Why Biden’s big lead helps Facebook ban Trump’s lies about the US electoral process

01st Oct 2020 | Share:

Facebook has announced it’ll further restrict ads that cast doubt on the integrity of the American election. The obvious motivation for this is that the President of the United States is, himself, threatening that process as a central pillar of his campaign strategy in the closing weeks. This has short and long-run costs for American democracy and almost everyone, including Facebook, agrees it needs to be stopped. 

In the past, Facebook has been resistant to limits on political speech, particularly in ads, arguing that other forms of accountability (the media, “counter-speech” and more recently labelling posts and providing voting information) are more appropriate. Something has clearly changed in the company’s thinking so allow us (if you will), to speculate on the organisational psychology and politics of Facebook right now.

At this moment, Facebook is acting as a defacto unofficial regulator to a large chunk of American (and other) elections. Like a regulator, you can attribute its actions to a set of rules, and any limitations as being down to a lack of capacity to implement them, along with the need to be quasi-judicial (and therefore quite slow) in doing so.

But the underlying motivations for those rules need to be understood differently. They’re not absolute, written in stone. They’re just as political as they would be for an official regulator mandated by a democratically elected government – formed from a balancing act between competing views, some from the top-down, others from the bottom-up.

What are those motivations at Facebook? As we approach the election, with Biden holding a big lead and the majority of Facebook staff being young, urban and definitively anti-Trump, there’s clearly a strong, internal, upwards pressure to do things differently.

For Facebook, there’s now little risk to hurting Trump. It’s a company driven by data, and the political data says Trump will lose. If Facebook reduces his ability to cast doubt on the result of the election and the security of voting, it further reduces the impact of one of his closing arguments and his ability to mobilise his base with that claim. With Facebook seemingly confident of the result, they needn’t worry about retaliation from a second Trump administration, because there won’t be one. The top-down arguments that protected the company’s long term regulatory position look relatively weaker, and so their political ad policies can change.

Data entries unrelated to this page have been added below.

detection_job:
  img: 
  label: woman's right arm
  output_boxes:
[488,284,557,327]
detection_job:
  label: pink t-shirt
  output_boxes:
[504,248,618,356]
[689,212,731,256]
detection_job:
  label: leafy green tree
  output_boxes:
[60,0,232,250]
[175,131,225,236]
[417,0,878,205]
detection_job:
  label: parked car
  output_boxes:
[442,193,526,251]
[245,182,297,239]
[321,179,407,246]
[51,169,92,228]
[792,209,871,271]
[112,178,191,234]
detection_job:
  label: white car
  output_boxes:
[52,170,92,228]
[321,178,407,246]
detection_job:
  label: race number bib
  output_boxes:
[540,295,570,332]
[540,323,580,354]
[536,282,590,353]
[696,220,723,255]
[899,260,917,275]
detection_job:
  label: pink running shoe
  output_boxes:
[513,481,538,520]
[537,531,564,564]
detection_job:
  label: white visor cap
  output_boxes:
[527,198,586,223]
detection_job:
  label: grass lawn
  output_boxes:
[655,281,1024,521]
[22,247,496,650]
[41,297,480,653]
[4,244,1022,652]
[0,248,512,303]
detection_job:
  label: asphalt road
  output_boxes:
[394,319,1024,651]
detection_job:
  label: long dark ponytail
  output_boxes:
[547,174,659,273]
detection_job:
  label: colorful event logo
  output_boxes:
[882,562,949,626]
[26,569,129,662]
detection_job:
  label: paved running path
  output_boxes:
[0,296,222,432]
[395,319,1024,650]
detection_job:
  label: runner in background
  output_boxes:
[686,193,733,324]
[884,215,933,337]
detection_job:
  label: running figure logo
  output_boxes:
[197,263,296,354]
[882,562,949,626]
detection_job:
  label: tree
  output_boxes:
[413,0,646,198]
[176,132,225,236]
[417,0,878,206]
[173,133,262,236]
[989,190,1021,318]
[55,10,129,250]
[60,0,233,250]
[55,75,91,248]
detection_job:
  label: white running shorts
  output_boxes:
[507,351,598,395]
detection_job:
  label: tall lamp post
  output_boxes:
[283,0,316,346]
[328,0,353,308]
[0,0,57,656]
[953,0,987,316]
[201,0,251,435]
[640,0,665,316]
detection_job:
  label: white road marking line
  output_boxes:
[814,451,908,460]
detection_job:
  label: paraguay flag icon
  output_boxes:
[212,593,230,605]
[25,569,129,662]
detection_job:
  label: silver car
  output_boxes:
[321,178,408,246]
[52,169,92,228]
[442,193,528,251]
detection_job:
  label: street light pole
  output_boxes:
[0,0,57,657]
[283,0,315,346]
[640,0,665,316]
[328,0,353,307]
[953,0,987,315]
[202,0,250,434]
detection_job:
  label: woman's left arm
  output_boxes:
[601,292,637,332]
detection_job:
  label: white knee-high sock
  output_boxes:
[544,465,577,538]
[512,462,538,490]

It’s far from the same as today’s situation, but we saw a similar dynamic when we worked on the Irish abortion referendum in 2018. The referendum was very likely to be won and Facebook (and Google) staff in Ireland were rightly worried about inflows of advertising from the evangelical American right. Both companies eventually announced a ban on foreign ads, a few weeks out from the vote.

That’s where they are today too. By updating these policies, even at this late stage, Facebook can hold with the argument that “in the end, we always did the right thing for American democracy”. This, and the result of the election, will likely to reduce the outflow of staff from the company in the coming years. 

And it’ll also be a useful argument in the regulatory debates that’ll be held in the halls of a Democrat-controlled D.C.

A no-brainer politically, but also organisationally.